Mod Type:: Application

Difficulty:: Moderate

Mod Status:: Alpha

Apply In:: ADB

Carrier:: N/A (WiFi)

Requires Root:: Yes

Android Version:: 4.0.3 (ICS)

Source:: 
Hey Guys,

I have been running android on my touchpad since it was first released by cyanogenmod. I have been very happy with the results and am thankful for everyone's hard work. My touchpad (CM9 Alpha 2) has allowed me to play everything I have thrown at it...well almost everything. Recently I have tried to play my Ultraviolet movies. I have tried both the flixster app and from the web-site. The flixster app states that the decvice is rooted so it will not play. The web-site states it needs microsoft silverlight. I have heard some people with phones that once had stock roms would use the program OTA rootkeeper. I tried this, but it does not seem to work. My speculation is because the device never had a stock rom. Does anyone know a work around? I would love to be able to watch my ultraviolet movies from my touchpad. Thanks!


----------



## Droidzombie (Dec 21, 2011)

Same issue here. I would love to get this working as well.

One workaround (which is totally annoying, time consuming and works only sometimes): Since UltaViolet does not actually supply the movie (stream it from their site) its streamed from other sites (where ever your digital copy is from). I've been able to get streaming videos from Universal to play on my CM9 TP. You will have to go through the tablet browser (cannot use Chrome, it doesn't work). If you can suffer through trying to log in to the site and deal with trying to get the picture centered in the browser display, it does work.

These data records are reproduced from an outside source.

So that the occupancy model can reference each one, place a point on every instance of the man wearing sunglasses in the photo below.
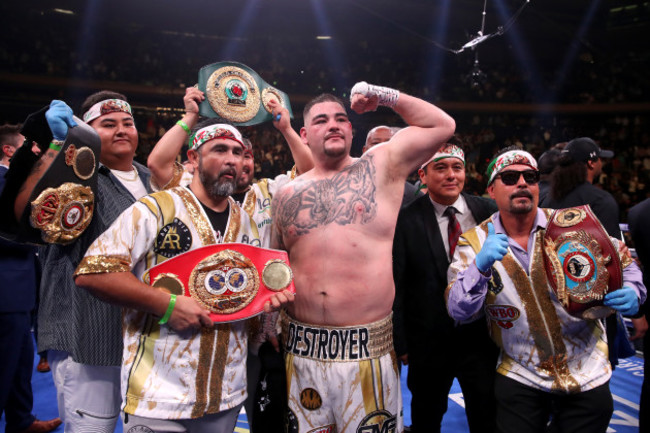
(550, 361)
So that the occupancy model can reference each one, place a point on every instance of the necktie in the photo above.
(453, 229)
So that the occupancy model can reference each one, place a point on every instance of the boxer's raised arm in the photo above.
(162, 156)
(429, 126)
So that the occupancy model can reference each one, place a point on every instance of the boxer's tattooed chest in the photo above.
(347, 198)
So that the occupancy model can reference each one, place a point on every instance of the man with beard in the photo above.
(180, 372)
(254, 197)
(550, 361)
(337, 222)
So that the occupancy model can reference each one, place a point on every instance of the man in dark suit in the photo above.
(17, 300)
(640, 232)
(436, 349)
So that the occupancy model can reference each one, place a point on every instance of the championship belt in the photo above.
(61, 204)
(582, 264)
(235, 92)
(231, 280)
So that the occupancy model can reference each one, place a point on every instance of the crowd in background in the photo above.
(171, 59)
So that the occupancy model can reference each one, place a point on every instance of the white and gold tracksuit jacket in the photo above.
(542, 345)
(165, 374)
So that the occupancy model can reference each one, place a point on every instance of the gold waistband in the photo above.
(337, 344)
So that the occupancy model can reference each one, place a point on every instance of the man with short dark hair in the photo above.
(18, 265)
(337, 222)
(82, 333)
(180, 372)
(425, 240)
(551, 361)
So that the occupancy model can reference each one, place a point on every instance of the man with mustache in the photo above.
(425, 240)
(550, 361)
(337, 222)
(254, 197)
(180, 372)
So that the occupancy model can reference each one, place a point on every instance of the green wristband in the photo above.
(56, 145)
(170, 308)
(184, 126)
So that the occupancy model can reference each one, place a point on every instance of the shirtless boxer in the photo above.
(337, 222)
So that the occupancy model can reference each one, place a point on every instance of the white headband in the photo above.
(107, 106)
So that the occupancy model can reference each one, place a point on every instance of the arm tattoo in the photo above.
(346, 198)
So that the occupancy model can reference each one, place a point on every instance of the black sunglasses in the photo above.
(511, 177)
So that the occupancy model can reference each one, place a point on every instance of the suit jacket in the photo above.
(18, 272)
(420, 265)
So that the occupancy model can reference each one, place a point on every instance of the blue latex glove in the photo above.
(624, 300)
(59, 119)
(494, 248)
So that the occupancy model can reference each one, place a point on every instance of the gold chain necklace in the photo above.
(135, 175)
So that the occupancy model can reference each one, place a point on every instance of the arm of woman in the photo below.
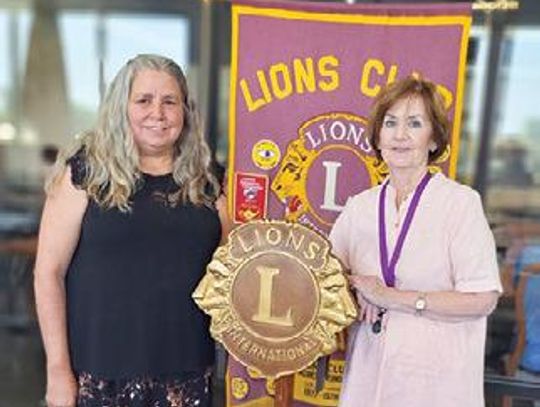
(58, 238)
(474, 271)
(449, 306)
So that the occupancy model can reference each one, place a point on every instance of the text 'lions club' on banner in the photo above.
(303, 80)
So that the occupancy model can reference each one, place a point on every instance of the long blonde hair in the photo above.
(110, 154)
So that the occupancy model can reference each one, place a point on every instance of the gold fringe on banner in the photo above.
(498, 5)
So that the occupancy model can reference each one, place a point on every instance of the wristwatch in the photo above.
(420, 304)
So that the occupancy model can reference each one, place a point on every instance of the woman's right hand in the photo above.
(62, 388)
(368, 312)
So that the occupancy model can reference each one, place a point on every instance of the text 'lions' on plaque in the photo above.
(276, 296)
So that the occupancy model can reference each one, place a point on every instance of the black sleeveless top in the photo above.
(129, 285)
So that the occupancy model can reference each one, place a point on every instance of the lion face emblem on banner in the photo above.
(328, 147)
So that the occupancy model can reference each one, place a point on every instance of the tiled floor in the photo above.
(21, 368)
(22, 379)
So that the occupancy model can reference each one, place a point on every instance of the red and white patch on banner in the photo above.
(250, 196)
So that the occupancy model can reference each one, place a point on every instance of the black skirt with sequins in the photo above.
(144, 392)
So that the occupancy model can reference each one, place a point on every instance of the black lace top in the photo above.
(129, 285)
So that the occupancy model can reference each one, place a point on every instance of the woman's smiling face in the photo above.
(406, 138)
(155, 111)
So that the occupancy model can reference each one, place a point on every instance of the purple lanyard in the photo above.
(389, 269)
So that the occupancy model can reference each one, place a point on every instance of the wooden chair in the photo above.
(512, 362)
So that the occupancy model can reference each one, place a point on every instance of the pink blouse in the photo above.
(416, 361)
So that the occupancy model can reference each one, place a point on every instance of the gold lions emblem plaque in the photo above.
(277, 296)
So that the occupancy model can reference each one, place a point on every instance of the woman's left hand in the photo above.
(371, 288)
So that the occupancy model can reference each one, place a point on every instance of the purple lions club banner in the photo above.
(303, 79)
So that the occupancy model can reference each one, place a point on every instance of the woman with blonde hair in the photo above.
(423, 263)
(132, 217)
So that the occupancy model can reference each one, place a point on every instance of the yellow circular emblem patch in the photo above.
(265, 154)
(240, 388)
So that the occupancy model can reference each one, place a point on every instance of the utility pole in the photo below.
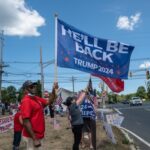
(73, 79)
(1, 60)
(42, 74)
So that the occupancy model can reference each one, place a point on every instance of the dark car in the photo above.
(125, 101)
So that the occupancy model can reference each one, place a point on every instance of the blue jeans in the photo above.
(77, 131)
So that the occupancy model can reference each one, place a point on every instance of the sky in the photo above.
(29, 25)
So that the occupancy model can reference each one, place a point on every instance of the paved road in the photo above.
(137, 120)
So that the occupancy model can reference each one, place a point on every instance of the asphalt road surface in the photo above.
(137, 120)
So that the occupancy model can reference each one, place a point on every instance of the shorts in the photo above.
(29, 144)
(86, 125)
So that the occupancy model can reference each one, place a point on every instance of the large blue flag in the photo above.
(81, 51)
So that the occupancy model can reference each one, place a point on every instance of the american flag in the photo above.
(59, 99)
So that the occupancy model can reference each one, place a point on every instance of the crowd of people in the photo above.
(29, 120)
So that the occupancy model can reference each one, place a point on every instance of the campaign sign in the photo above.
(81, 51)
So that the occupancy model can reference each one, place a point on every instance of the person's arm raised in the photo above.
(28, 127)
(81, 98)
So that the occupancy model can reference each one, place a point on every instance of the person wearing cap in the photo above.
(76, 119)
(17, 129)
(32, 111)
(89, 118)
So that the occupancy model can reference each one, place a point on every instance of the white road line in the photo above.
(139, 138)
(118, 111)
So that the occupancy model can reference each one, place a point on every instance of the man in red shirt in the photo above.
(17, 129)
(32, 111)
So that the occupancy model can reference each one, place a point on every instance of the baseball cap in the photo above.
(68, 101)
(28, 83)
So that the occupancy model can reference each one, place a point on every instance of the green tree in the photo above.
(141, 92)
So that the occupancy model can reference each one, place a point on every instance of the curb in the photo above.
(131, 142)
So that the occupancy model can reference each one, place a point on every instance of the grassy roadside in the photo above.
(62, 139)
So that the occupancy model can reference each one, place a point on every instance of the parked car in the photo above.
(125, 101)
(135, 101)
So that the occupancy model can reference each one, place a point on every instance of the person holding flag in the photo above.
(76, 119)
(89, 116)
(32, 112)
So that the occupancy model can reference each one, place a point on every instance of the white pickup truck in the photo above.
(135, 101)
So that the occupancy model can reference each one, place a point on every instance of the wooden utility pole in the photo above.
(1, 61)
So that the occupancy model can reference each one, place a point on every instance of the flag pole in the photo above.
(55, 68)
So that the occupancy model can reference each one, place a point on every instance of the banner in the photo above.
(87, 109)
(116, 85)
(6, 123)
(81, 51)
(114, 119)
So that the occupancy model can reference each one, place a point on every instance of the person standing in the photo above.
(76, 119)
(32, 111)
(18, 126)
(89, 118)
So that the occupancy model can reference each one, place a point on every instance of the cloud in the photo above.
(16, 19)
(128, 23)
(145, 65)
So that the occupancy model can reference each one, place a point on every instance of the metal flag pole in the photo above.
(55, 68)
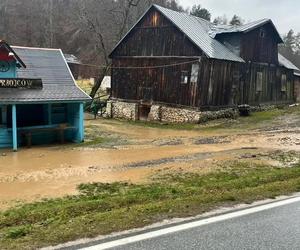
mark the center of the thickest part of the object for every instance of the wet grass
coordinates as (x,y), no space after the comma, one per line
(96,137)
(104,208)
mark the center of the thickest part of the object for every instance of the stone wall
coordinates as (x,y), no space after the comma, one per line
(182,115)
(297,91)
(122,110)
(163,113)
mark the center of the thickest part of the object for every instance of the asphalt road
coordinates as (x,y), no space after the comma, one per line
(272,228)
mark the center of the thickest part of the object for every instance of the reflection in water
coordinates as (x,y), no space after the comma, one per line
(43,172)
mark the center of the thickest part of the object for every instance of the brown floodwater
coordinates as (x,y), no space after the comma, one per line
(47,172)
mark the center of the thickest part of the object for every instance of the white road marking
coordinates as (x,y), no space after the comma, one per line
(169,230)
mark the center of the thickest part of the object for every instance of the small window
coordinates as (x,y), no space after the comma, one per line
(262,33)
(283,83)
(259,77)
(184,77)
(194,73)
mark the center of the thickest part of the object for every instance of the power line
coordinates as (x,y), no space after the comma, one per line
(141,67)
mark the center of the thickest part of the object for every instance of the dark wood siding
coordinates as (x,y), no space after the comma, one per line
(260,45)
(216,82)
(271,92)
(139,73)
(156,36)
(297,88)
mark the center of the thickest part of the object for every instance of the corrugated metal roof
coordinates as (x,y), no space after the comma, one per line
(51,67)
(221,29)
(198,32)
(286,63)
(70,58)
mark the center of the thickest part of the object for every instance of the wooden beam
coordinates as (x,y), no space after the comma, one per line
(14,127)
(81,123)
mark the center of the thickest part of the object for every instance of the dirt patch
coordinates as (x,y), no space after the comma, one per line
(119,151)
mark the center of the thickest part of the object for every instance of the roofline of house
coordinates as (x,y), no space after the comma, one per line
(263,22)
(2,42)
(62,54)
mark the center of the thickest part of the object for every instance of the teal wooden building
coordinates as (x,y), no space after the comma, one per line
(40,102)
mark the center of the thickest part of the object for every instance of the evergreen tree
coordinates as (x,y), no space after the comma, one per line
(236,20)
(198,11)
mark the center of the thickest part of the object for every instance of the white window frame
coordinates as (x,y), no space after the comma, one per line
(259,81)
(195,73)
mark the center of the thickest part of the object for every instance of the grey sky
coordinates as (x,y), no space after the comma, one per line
(284,13)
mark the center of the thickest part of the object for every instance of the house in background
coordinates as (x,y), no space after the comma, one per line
(81,70)
(40,102)
(174,59)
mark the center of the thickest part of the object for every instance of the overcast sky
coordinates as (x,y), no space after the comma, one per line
(284,13)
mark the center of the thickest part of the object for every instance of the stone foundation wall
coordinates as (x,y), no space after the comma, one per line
(181,115)
(297,91)
(162,113)
(122,110)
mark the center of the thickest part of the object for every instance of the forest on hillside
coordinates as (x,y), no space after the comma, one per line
(89,29)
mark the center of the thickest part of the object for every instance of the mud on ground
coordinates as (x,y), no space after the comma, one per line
(121,151)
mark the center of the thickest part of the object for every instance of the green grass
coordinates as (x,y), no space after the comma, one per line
(105,208)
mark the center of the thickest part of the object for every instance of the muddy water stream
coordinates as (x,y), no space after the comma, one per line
(43,172)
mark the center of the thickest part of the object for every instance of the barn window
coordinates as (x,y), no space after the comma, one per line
(194,73)
(262,33)
(155,20)
(184,77)
(259,77)
(283,83)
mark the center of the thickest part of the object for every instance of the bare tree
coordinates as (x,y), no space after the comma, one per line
(121,11)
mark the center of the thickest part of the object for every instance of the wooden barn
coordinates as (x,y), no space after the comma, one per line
(40,102)
(172,58)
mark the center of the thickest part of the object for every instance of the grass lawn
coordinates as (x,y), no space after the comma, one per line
(255,120)
(105,208)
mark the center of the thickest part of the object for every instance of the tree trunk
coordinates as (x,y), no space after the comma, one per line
(97,85)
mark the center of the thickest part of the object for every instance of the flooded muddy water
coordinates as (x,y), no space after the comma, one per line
(47,172)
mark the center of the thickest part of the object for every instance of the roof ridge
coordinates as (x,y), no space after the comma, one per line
(37,48)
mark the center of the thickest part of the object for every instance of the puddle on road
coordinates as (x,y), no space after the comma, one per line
(43,172)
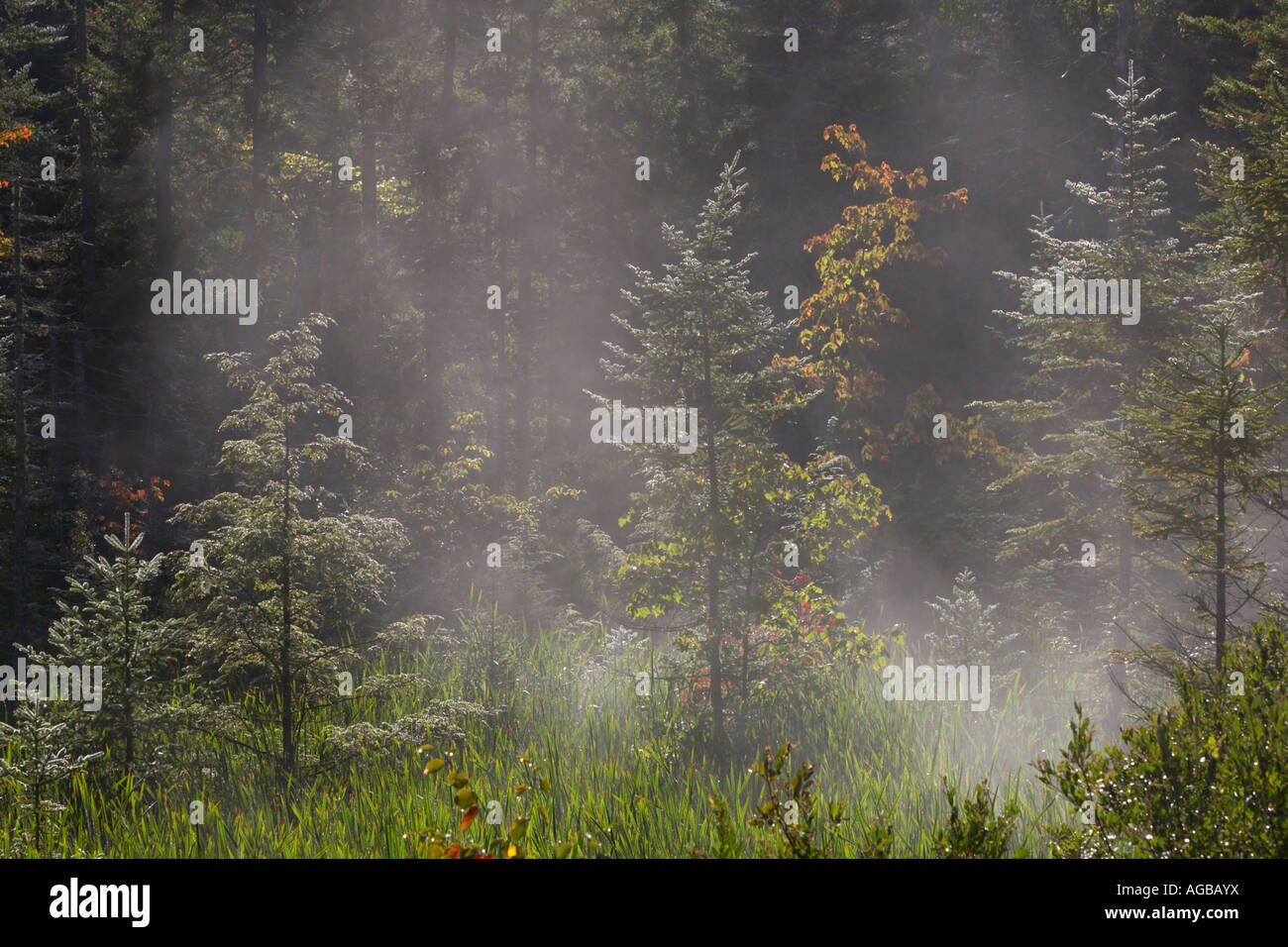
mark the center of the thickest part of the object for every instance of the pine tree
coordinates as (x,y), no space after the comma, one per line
(1199,441)
(40,762)
(1063,476)
(703,339)
(284,571)
(108,625)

The process was Login to UltraViolet -> click on a Universal Movie -> sends you to Universal's site to login (you may be able to skip UltraViolet and jump right to this part) -> Login to Universal -> Pick a movie -> Loads into the browser lags a few times and then plays.


----------



## Toid (Mar 14, 2012)

I tried that today. Looks like, Paramount Pictures still uses Microsoft Silverlight. Is there an Android Alternative for this?


----------



## tsudeki (Dec 7, 2012)

Hey guys! I know I'm necroing a thread, but I wanted to post this solution I found so others with the same problem can get it resolved.

I encountered the same "Your device is rooted.." error with Flixster. I Googled around, found this thread and others. Finally I found something that suggested a program to hide your root program. So I did. From the play store, I downloaded the "Hide my Root" program (the free version), and used it to hide my su binary. When you first open the application it gives a disclaimer, then provides the options to hide your su app and binary. I only had to hide the binary to get Flixster to work (hiding the su app failed anyway).

Upon opening Flixster, I tried my movie(s) again and each one I tried now worked.

Don't forget to unhide your su binary when you're done with your movie watching!

Hope this helps someone.


----------